Ninety-four hospitals made the Leapfrog Group's 2014 top hospital lists, the Washington, D.C.-based group announced Tuesday. This year's total is four more institutions than Leapfrog had on its 2013 list.
“These Top Hospitals represent the best of American healthcare and deserve to be recognized for their commitment to prioritizing the safety and well-being of their patients,” said Leah Binder, Leapfrog's president and CEO, in a statement.

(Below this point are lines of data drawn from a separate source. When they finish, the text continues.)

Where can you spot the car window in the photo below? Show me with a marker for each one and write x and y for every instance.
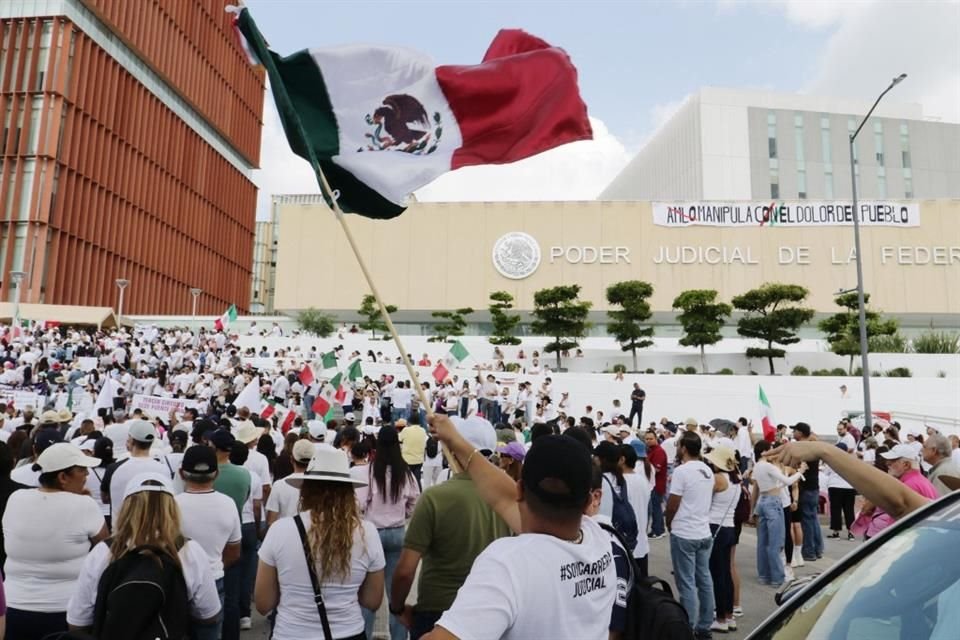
(907, 589)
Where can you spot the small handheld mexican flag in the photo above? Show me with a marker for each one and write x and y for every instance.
(229, 316)
(457, 354)
(769, 430)
(381, 122)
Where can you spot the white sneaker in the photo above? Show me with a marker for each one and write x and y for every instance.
(719, 626)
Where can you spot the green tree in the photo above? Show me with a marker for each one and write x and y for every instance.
(843, 328)
(772, 314)
(316, 322)
(504, 324)
(370, 310)
(560, 313)
(626, 322)
(454, 325)
(701, 317)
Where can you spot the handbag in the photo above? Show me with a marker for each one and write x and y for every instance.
(314, 580)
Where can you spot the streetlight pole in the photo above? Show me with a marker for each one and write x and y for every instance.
(121, 284)
(195, 292)
(17, 277)
(861, 307)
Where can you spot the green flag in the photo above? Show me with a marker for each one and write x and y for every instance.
(354, 371)
(459, 351)
(329, 360)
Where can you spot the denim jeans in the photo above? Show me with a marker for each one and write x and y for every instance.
(720, 570)
(248, 565)
(770, 533)
(691, 572)
(392, 541)
(655, 513)
(810, 523)
(210, 631)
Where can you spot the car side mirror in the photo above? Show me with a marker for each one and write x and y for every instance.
(792, 588)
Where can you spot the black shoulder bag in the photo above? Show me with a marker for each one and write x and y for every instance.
(314, 580)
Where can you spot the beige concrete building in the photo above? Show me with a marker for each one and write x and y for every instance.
(448, 255)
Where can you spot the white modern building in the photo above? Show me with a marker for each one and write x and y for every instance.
(727, 144)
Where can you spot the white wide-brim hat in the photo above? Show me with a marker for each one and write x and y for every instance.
(328, 465)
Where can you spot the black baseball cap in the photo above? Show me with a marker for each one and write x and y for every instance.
(802, 427)
(558, 470)
(199, 459)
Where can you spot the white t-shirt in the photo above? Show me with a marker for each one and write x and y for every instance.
(126, 472)
(284, 499)
(297, 615)
(256, 493)
(46, 536)
(693, 482)
(212, 520)
(537, 586)
(638, 495)
(201, 588)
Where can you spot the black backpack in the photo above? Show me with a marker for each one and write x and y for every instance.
(652, 611)
(432, 447)
(142, 596)
(624, 519)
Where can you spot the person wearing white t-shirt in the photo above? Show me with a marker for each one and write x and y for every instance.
(284, 500)
(140, 437)
(152, 494)
(350, 577)
(688, 520)
(47, 534)
(209, 518)
(556, 579)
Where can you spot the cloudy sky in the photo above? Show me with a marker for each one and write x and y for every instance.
(637, 61)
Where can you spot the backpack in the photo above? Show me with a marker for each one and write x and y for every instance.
(652, 611)
(433, 447)
(142, 596)
(624, 519)
(741, 512)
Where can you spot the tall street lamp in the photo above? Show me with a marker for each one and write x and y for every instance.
(195, 292)
(122, 284)
(861, 308)
(16, 277)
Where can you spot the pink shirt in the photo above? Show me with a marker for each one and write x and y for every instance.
(379, 510)
(915, 480)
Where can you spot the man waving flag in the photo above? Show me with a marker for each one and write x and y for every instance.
(381, 122)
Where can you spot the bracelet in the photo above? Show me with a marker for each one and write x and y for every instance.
(466, 465)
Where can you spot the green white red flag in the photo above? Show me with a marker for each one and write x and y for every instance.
(381, 122)
(769, 430)
(229, 317)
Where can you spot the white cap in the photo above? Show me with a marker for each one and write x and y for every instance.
(63, 455)
(136, 484)
(317, 429)
(900, 451)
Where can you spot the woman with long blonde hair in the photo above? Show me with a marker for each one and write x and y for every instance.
(149, 517)
(328, 548)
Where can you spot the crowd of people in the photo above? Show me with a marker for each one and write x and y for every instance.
(522, 517)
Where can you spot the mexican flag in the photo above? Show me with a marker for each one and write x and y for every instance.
(229, 316)
(457, 354)
(769, 429)
(383, 121)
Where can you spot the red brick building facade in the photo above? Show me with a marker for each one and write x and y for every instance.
(129, 131)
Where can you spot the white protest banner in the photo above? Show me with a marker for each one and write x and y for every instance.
(22, 399)
(804, 213)
(161, 407)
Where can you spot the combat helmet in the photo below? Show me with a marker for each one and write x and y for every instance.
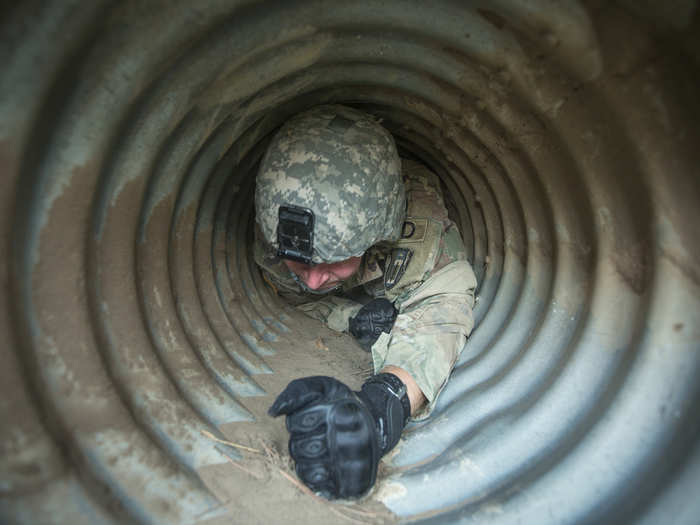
(329, 186)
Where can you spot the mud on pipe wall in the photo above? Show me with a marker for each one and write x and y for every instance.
(566, 135)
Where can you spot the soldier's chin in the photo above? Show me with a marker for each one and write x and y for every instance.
(328, 287)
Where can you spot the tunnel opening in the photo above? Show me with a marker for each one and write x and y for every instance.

Sixty urban and nine children's hospitals made the list, joined by 25 rural facilities—the highest number of rural hospitals on the list since the category was introduced in 2009. Hospitals that make the list have met the organization's standards for high-risk procedures, have adequate physician staffing and have taken steps to prevent medication errors and infections, according to surveys completed by hospital officials.
The record number of rural facilities on the list comes even after Leapfrog heightened its standards for rural hospitals this year, now requiring that they must have computerized physician-order-entry systems, or CPOEs, that are operational in 75% of patient rooms, a spokeswoman said.
The top 2014 hospitals had to have scored at least 77 out of 100 based on both quality and resource use standards outlined in the survey. An “A” letter grade on Leapfrog's Hospital Safety Score system is also required for general acute-care hospitals. That score is determined by Leapfrog based on publicly available data.
Twelve facilities owned by the California not-for-profit healthcare giant Kaiser Permanente made the list, representing about a third of the company's 38 hospitals. Last year, the company claimed 19.
Some healthcare leaders have questioned the value of ratings and the methodologies various raters use, especially when an organization might do well in one survey and poorly in another.
Leapfrog's Binder has said that hospitals need to become more accustomed to the scrutiny that many other consumer products and services must endure.
“Consumers are accustomed to reviewing a lot of reviewers and coming to their own conclusions,” she said. “Hospitals shouldn't be exempt.”